James Bowman developed the J1 Forth CPU in 2010 – and presented a paper describing its architecture at Euroforth that same year. It’s a stack based processor – capable of executing Forth primitives mostly in a single cycle. It’s also an ideal candidate to explore stack machine and MISC architectures – and has been ported to FPGAs using entirely open source tool chains.
This ongoing project was inspired by ideas first discovered in the book “The Elements of Computing Systems” – and the associated course “From NAND to Tetris”. Having ploughed easily through the first chapter on hardware, I realised that my software skills were dreadfully lacking – so I thought I’d create a simple language (SIMPL) from scratch and get it to run on an open source FPGA platform – myStorm – using Clifford Wolf’s Project IceStorm open source tool chain.
In this post I explore the J1 ISA (Instruction set & architecture) and hack together a simple cross-compiler to execute code on a simulated J1 processor.
The J1 Architecture.
Having read James Bowman’s J1 Paper several times over, I managed to build up a simplified model of his instruction set and architecture.
J1 uses 16 bit long instruction words – where each word is divided into different length fields. The following 3 images – taken from James’s 2010 EuroForth paper – explains the architecture:
Bits 15, 14 and 13 define the Instruction Class – and there are 5 classes of instruction
1 x x Literal
001 Conditional Jump
011 ALU instruction
Bit 12 if set in ALU mode provides the return from subroutine mechanism by loading the top of the return address stack R into the PC.
Bits 11,10,9 and 8 define a 4 bit ALU opcode – allowing up to 16 arithmetical, logical and memory transfer instructions.
Bits 7,6,5 and 4 are used to control the data multiplexers – so that data can be routed around the cpu according to which of these bits are set. Here lies a little anomaly with the J1, in that Bit 4 is not used, and it would seem more logical to use it to provide the return function bit – currently done in bit 12.

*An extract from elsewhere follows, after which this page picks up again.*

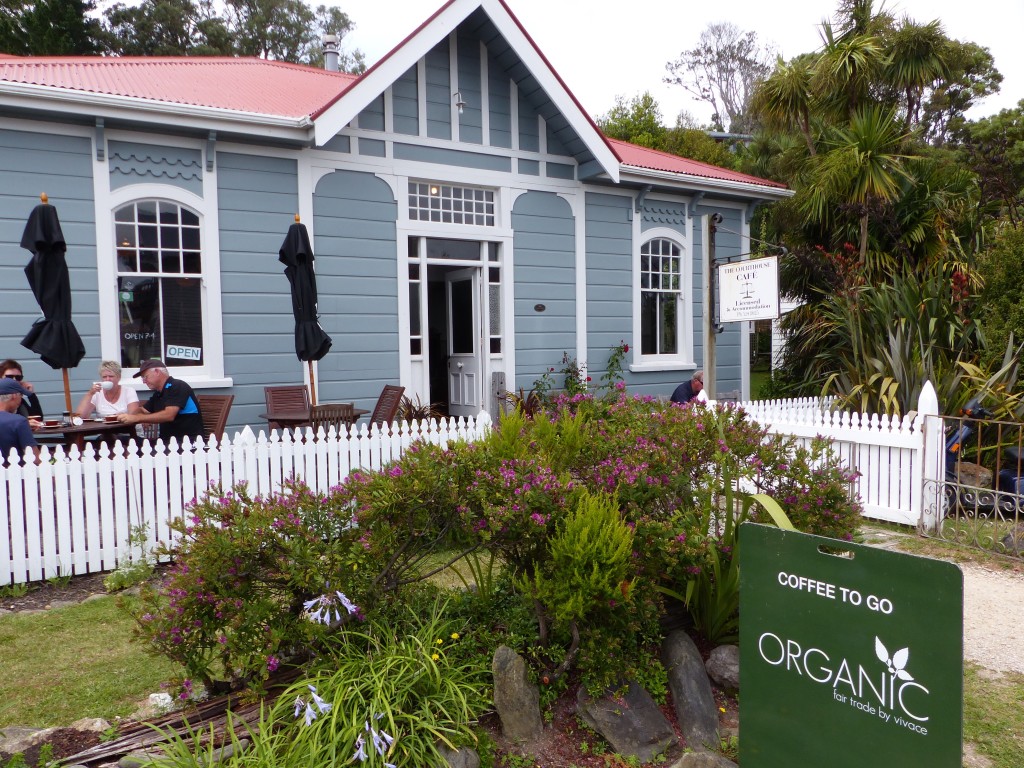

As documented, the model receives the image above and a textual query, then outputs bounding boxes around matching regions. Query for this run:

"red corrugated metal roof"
[0,56,357,119]
[0,54,785,189]
[607,138,786,189]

Bits 3 and 2 define how the return stack pointer is manipulated in an instruction. It can be incremented or decremented by setting these bits.
Bits 1 and 0 define the manipulation of the data stack pointer – it has a range of +1,0,-1,-2 depending on the setting of these bits. To pop off the stack you subtract 1 from the stack pointer, to push on the stack, you add one to the stack pointer.
As the various control fields of the J1 instruction exercise different parts of hardware – they can operate in parallel – so for example a return or exit from subroutine can be had for free.
Modifying the J1 Instruction Set.
Whilst the J1 instruction set is neat and compact – the anomaly in Bit 4 is a bit of a sticking point with me. If we put the “return bit” into the Bit 4 field, this would free up the Bit 12 field. Bit 12 could then be used to define more classes of instruction, or better still added to the 4 bit ALU instruction field, to make the number of op-codes 32 rather than 16.
If there were two J1 cores acting together in a single FPGA – bit 12 could be used to channel instructions to either core. One J1 could be used for computation and the other could be used as a graphics processor or similar specialised co-processor.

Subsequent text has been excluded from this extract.